To reproduce our preprocessing pipeline for inference, run:
$pip install -r requirements.txt
$bash preprocess_only_test.sh <Path to videos folder> <Path to test seg folder> <Path to test bbox folder> <Output directory>
This will create 2 directories under <Output directory>:
- dlcvchallenge1_audios (the extracted .wav from videos)

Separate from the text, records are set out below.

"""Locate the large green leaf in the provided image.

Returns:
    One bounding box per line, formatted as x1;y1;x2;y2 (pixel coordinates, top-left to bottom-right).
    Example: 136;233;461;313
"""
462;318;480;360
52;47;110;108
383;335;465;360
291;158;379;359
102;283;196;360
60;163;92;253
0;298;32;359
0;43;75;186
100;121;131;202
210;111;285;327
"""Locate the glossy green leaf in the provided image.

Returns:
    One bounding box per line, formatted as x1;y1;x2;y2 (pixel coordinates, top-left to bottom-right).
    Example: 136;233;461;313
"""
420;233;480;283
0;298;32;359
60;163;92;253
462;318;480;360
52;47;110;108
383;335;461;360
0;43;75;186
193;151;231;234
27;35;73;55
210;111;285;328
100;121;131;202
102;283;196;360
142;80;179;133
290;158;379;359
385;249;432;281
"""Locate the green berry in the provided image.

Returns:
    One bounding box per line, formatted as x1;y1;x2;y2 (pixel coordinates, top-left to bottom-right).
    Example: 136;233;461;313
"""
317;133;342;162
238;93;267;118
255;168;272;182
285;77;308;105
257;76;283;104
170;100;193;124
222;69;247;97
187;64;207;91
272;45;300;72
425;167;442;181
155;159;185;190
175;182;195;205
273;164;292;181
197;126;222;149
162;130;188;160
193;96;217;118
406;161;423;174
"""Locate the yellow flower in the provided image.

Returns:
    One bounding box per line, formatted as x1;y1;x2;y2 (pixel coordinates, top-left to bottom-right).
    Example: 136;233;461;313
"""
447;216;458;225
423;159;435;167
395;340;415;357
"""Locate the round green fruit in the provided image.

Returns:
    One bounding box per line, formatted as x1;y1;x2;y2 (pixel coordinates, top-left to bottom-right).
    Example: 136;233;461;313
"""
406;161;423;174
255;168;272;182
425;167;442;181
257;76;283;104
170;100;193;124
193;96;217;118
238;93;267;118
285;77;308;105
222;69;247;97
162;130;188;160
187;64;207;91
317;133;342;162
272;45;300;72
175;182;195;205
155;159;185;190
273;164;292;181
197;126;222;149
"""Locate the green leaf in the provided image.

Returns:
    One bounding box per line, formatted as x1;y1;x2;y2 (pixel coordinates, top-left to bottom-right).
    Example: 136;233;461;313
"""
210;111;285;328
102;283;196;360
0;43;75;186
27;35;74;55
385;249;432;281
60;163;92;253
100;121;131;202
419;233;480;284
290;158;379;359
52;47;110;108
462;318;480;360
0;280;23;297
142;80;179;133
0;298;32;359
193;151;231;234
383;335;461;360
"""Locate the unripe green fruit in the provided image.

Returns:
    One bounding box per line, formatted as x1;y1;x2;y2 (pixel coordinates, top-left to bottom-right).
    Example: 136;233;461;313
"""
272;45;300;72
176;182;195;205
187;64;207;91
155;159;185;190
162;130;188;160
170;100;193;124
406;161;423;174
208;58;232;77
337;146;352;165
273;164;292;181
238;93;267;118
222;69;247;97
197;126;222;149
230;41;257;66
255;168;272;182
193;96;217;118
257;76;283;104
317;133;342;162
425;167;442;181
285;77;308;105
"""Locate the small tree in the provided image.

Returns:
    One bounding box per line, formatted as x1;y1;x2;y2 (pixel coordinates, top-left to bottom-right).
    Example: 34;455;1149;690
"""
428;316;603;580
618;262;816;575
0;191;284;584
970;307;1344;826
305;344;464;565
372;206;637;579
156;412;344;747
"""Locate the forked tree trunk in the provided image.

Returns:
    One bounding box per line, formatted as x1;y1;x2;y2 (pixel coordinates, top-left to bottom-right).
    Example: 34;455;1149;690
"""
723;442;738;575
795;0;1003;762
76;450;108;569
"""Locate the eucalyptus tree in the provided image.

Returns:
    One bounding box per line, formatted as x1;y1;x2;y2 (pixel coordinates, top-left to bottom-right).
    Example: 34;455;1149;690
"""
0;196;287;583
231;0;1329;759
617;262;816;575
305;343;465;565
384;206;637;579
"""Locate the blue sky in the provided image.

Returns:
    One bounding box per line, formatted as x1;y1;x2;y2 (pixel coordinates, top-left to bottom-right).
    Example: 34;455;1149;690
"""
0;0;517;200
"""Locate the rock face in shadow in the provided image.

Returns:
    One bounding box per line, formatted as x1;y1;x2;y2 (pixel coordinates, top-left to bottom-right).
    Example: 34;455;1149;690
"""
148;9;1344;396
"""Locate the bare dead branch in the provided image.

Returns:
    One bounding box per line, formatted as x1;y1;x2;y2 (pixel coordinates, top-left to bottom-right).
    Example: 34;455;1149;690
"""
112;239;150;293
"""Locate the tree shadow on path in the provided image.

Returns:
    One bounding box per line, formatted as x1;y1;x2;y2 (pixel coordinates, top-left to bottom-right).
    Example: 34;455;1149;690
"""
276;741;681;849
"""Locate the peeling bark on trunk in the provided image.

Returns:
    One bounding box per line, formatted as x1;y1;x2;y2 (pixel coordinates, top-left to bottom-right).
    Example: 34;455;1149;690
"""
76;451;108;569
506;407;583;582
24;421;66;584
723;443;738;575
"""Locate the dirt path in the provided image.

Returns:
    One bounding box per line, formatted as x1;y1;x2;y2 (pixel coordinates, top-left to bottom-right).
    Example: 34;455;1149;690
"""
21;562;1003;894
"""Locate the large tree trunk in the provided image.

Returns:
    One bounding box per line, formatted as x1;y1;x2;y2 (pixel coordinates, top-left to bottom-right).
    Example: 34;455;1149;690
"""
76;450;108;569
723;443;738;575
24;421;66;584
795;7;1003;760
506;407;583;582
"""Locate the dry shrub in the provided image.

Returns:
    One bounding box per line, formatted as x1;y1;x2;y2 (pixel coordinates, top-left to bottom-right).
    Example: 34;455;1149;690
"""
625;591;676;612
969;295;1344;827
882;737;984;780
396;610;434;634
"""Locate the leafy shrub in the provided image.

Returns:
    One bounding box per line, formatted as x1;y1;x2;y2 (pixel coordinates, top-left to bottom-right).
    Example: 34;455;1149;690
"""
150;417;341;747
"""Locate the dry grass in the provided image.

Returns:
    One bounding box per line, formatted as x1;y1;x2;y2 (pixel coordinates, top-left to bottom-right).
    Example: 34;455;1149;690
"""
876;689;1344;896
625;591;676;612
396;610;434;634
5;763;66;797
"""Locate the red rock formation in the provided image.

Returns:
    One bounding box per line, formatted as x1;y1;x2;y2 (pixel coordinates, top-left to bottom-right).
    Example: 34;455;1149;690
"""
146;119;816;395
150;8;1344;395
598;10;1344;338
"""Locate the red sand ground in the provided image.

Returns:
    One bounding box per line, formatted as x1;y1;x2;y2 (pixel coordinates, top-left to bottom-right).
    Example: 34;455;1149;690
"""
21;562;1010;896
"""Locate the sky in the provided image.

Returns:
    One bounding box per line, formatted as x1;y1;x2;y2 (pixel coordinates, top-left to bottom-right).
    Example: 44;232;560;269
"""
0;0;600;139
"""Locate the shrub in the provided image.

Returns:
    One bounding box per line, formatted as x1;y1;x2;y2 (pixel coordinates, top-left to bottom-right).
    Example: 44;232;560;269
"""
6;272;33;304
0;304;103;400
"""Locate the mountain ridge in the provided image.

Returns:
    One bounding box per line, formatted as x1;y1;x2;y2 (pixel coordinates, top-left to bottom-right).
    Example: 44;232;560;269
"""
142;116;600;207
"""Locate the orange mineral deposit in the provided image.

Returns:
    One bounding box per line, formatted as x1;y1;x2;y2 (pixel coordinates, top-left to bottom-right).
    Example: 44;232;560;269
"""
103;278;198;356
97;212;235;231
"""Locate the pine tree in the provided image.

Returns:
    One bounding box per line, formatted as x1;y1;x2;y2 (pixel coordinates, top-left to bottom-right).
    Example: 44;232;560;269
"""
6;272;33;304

- dlcvchallenge1_test_data (npz files of all testing data, named as hashcode_id_start_end.npz)
- each .npz contains files: ['image', 'audio', 'ttm', 'is_empty']
- preprocessing may take hours or days to finish
Example for the tree structure of output directory :
output_dir
├── dlcvchallenge1_audios
└── dlcvchallenge1_test_data
To reproduce our preprocessing pipeline for all data, run:
$pip install -r requirements.txt
$bash preprocess.sh <Path to videos folder> <Path to train seg folder> <Path to train bbox folder> <Path to test seg folder> <Path to test bbox folder> <Output directory>
This will create 3 directories under <Output directory>:
- dlcvchallenge1_audios (the extracted .wav from videos)
- dlcvchallenge1_train_data (npz files of all training data)
- dlcvchallenge1_test_data (npz files of all testing data, named as hashcode_id_start_end.npz)
- each .npz contains files: ['image', 'audio', 'ttm', 'is_empty']
- preprocessing may take hours or days to finish
Example for the tree structure of output directory :
output_dir
├── dlcvchallenge1_audios
├── dlcvchallenge1_train_data
└── dlcvchallenge1_test_data
- change directory to
av_hubert
- Follow the instructions in README in
av_hubert
- Notice : Our best submission on kaggle leaderboard is achieved by ensemble many checkpoint. However, we only provide one checkpoint owing to cloud storage's space limit. Therefore, the reproduced performance may drop a little bit compared to that on leaderboard.